Well, I asked Lightman about this.  He conceded that the binary of "scientist trying to name" / "artist avoiding naming" just doesn't work.  And he had to concede when thinking about his own work.  But he wanted to concede especially when recognizing that translators -- when really good -- are best not only as scientists but also as artists as well.

Let's just say that again so we don't miss it:
Good translators both do some naming and also leave some naming to be done by their readers.
This is exactly what goes on in the earliest Jewish translation of Torah by the Jews.  The Jews translating the Bible into Greek worked against Aristotle's clean division between Logic and Logoi, between Physics and Poetics.

And, in fact, when we come to "the Gospel," which is the limit that David Ker names, then we see much of this sort of translation going on.  I'm calling it -- even naming it -- wordplay.  And by "wordplay," I mean both playfulness with words and also interpretive wiggle room.

In an upcoming post, I'm planning to show -- in the gospel of "Jesus" -- some of the striking translational wordplay.  There's an example of one of the writers using Greek mixing (even mixing up) names in Greek, in Hebrew Aramaic, and in Hebrew.

So what? we ask again.  And I do think Ker is on to something.  The "so what" is the question of exclusion.  Who gets excluded when the translator presumes only to be a scientist?  When the translator decides to get so serious with names that there are clearly-defined labels and severely-strict limits, then who gets cut and who gets cut out?
"Christians who have translated the Bible have changed the Jewish names so as to de-Jew them." 
That's what New Testament translator Willis Barnstone, a Jew, claims in his history, his theory, and his practice of translation.
"So many women are kept out of the ministry on the grounds of 'what the Bible says' but the Bible in Greek actually doesn't say anything against women in the ministry. (Mis)translation is a different matter." 
That's what New Testament translator Ann Nyland, a woman, says.
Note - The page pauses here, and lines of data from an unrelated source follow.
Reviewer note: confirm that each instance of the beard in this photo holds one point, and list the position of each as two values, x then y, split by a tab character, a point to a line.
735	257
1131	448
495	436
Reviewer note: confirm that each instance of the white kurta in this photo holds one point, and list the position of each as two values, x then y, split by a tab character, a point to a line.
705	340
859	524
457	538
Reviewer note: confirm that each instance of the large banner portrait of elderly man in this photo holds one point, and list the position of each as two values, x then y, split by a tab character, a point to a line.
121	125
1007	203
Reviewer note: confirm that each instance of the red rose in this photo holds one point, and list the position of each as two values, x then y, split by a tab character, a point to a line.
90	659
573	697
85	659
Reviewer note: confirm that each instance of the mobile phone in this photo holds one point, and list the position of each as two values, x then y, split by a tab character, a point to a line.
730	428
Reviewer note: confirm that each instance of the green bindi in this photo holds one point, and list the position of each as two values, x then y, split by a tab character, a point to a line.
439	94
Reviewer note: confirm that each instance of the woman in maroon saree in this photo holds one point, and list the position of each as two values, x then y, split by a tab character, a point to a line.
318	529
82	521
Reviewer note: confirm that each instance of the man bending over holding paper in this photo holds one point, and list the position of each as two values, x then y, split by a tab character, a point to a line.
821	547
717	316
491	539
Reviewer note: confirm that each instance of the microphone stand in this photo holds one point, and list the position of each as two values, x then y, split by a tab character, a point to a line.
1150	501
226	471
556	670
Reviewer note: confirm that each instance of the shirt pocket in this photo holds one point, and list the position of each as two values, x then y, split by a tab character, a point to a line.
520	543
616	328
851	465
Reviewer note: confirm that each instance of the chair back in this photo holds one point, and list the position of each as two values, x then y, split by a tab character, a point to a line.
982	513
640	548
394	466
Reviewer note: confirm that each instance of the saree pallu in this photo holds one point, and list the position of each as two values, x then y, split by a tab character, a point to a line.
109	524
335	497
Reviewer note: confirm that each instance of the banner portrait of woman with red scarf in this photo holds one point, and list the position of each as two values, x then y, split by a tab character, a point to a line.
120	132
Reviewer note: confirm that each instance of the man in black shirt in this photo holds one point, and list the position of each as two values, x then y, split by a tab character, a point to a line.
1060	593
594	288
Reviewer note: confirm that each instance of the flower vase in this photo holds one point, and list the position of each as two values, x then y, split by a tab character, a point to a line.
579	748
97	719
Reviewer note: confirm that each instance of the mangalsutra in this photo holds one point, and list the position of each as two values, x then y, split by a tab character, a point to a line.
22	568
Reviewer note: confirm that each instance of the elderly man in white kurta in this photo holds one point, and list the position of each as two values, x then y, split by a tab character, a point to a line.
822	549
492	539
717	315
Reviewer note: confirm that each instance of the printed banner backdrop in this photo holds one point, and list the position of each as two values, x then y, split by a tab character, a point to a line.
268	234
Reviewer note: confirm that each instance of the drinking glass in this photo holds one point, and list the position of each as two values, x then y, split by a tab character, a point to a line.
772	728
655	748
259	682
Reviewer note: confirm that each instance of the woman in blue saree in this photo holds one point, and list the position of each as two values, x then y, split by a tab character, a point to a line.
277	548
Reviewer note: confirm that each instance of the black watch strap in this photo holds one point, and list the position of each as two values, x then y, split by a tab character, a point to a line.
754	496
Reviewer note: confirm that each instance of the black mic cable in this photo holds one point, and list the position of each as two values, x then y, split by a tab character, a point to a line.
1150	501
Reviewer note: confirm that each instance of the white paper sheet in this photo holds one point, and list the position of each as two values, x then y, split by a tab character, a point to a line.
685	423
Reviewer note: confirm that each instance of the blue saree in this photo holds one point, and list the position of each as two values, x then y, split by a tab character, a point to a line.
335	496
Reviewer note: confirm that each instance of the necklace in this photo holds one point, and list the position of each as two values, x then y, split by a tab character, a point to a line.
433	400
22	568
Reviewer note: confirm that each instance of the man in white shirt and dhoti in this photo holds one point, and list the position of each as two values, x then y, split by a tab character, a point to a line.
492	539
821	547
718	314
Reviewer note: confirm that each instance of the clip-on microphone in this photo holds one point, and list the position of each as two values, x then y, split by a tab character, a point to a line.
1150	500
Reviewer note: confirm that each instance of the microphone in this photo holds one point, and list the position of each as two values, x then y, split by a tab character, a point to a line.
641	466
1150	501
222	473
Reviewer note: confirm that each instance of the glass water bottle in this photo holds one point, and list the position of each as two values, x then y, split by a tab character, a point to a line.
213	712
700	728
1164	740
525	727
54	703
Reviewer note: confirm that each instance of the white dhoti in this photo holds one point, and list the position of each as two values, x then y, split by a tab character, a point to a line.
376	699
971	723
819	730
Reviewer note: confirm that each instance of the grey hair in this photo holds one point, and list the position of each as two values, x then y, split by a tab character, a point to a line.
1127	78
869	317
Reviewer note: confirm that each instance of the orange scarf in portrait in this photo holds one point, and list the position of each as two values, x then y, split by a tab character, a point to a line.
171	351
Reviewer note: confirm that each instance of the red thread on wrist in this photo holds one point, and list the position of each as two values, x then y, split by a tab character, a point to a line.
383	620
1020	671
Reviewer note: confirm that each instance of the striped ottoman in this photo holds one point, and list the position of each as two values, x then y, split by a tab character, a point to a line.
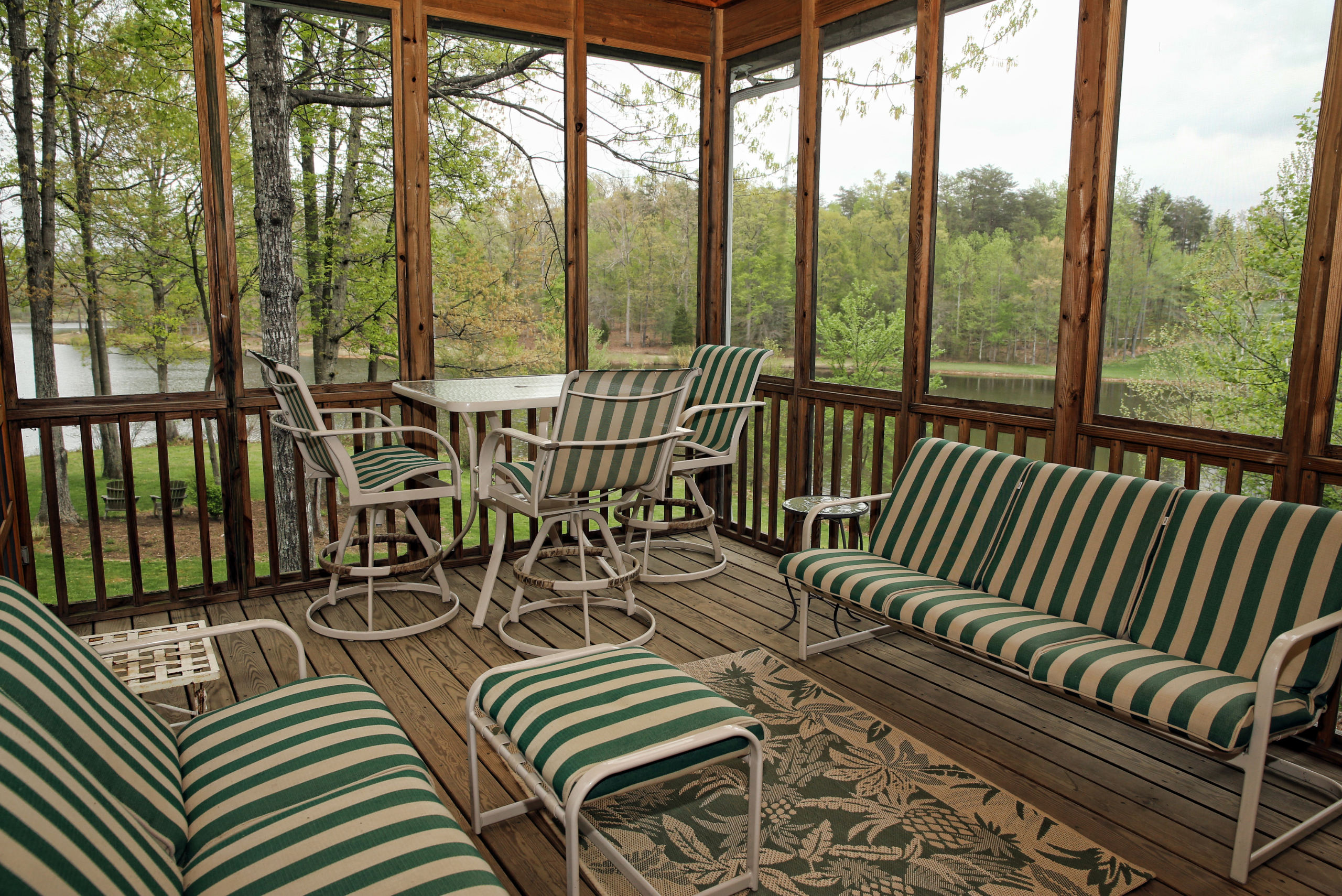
605	719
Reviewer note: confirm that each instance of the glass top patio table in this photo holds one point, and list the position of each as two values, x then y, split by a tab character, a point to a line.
488	396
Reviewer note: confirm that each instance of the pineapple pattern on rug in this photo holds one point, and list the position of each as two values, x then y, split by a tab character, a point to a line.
851	808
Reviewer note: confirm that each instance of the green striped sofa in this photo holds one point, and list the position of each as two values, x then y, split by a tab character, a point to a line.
1209	619
310	788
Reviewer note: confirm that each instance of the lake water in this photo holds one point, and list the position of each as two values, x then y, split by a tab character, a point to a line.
1031	391
131	376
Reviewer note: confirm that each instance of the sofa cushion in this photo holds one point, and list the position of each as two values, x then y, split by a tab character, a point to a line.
986	624
65	832
284	748
388	834
68	690
857	576
947	508
1077	544
1232	573
1209	706
572	714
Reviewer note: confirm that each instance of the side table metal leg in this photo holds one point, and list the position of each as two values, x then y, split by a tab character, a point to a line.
794	599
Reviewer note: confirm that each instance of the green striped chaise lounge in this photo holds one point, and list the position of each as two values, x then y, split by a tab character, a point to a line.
370	478
312	788
599	721
1204	618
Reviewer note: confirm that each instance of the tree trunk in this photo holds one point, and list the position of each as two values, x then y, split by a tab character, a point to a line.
274	217
38	199
109	436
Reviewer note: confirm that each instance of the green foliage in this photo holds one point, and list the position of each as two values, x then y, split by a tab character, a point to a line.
682	329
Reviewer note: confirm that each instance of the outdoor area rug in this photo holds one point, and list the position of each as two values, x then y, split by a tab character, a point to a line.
851	808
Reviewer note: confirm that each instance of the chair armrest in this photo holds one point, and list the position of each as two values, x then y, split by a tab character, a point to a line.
696	409
210	631
826	505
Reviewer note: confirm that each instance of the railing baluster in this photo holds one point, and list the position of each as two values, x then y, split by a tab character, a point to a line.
207	563
128	467
756	474
166	503
269	490
100	577
54	534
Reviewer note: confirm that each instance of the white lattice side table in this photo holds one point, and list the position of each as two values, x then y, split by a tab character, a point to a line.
188	663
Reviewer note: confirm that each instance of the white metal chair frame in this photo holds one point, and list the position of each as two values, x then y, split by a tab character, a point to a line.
1252	760
569	815
380	501
621	568
697	460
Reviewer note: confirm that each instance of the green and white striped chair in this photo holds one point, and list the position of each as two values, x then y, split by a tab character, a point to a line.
312	788
612	443
370	478
720	408
600	721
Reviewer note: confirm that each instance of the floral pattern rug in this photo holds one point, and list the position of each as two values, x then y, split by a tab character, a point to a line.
851	808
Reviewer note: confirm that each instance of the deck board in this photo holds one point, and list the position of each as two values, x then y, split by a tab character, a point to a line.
1140	796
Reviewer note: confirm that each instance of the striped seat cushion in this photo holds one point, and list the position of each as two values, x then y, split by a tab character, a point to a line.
389	465
857	576
986	624
520	472
603	405
388	834
1209	706
729	376
1077	544
568	715
945	509
78	700
63	830
284	748
1232	573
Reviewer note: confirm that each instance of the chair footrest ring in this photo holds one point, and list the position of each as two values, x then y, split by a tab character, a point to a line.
386	538
631	573
681	525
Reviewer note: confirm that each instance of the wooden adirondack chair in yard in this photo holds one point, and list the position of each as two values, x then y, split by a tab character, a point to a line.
114	499
178	494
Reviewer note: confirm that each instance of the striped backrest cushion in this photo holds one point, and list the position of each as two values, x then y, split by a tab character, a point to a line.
63	830
1077	544
301	411
77	699
1232	573
641	404
945	509
729	376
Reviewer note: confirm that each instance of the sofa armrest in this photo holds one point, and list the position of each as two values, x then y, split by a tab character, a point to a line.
1271	671
826	505
210	631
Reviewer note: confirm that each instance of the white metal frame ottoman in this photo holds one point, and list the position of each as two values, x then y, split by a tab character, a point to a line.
600	721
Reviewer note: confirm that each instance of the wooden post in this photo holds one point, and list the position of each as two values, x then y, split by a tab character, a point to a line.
1307	428
414	244
226	333
575	191
804	321
923	223
715	183
1090	193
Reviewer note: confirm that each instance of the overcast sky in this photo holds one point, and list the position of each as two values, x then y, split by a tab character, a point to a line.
1209	93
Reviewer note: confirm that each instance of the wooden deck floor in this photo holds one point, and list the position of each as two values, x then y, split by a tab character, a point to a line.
1149	801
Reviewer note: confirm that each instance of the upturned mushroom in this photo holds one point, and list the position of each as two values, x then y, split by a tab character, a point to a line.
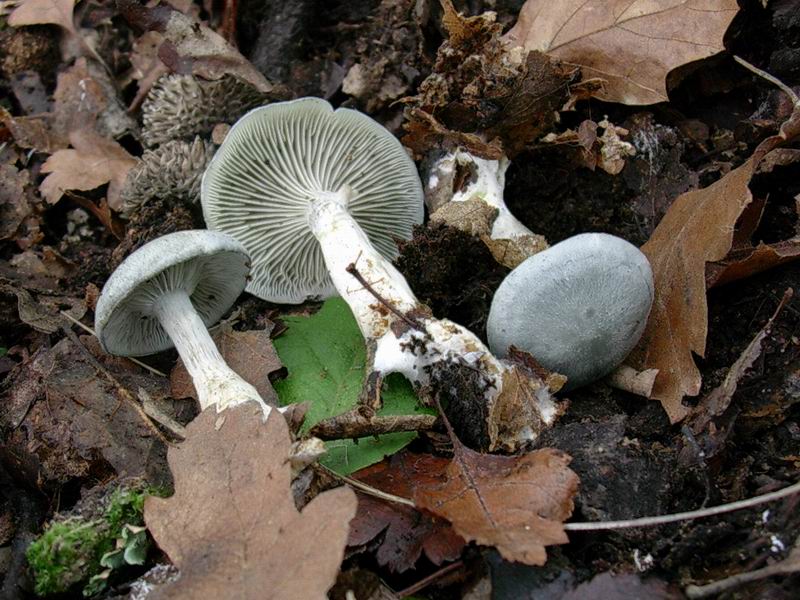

So I want us in the West who are all too eager to practice the Aristotelian binary in translation to think again.
"all languages are translations. The moment I write, I translate. I translate what I feel in this or that language, which I am going to destabilize. The encounters of my emotions in my thought with the French language, for instance, is going to de-French and re-French French -- to free French... Of course the translator has to be a great poet and also a kind of mathematician of an equivalent order to displace the original to its next of kin."
That's of course what Hélène Cixous, a translator, a Jew, and a woman, says.  She also asks other questions when translating:
"La question des juifs.  La question des femmes.  La question des juifemmes... 
The question of the Jews.  The question of women.  The question of jewomen..."
So Sherry Simon says:
"We are reminded here of Derrida's question: can the process of transfer between texts already written in a plurality of tongues still be called translation?  How to translate a text which is already infected by the multiplicity of language...?"
So I'm planning to post again, to translate some when I do.  And I'm going to start with "the Gospel."  I'm going to look at some things that Jews we know as "Jesus," "Matthew," and "Peter" do with names.  I'm going to try to do some of those things myself, to try naming and also to avoid naming.   The name of that post will be "translating Peter."


adda said...

Great post. Liked the comment by Barnstone regarding de-Jewing the names. Actually, translating names is one of the challenges translators face daily. We have recently ordered a translation from an online translation service - . They had an interesting approach towards name translation which we had finally approved.

J. K. Gayle said...

Thanks for your comment. Barnstone has much to say, and thankfully he does more than just theorize translation. Would love to hear more about how the translation service approached rendering names, and how you liked it.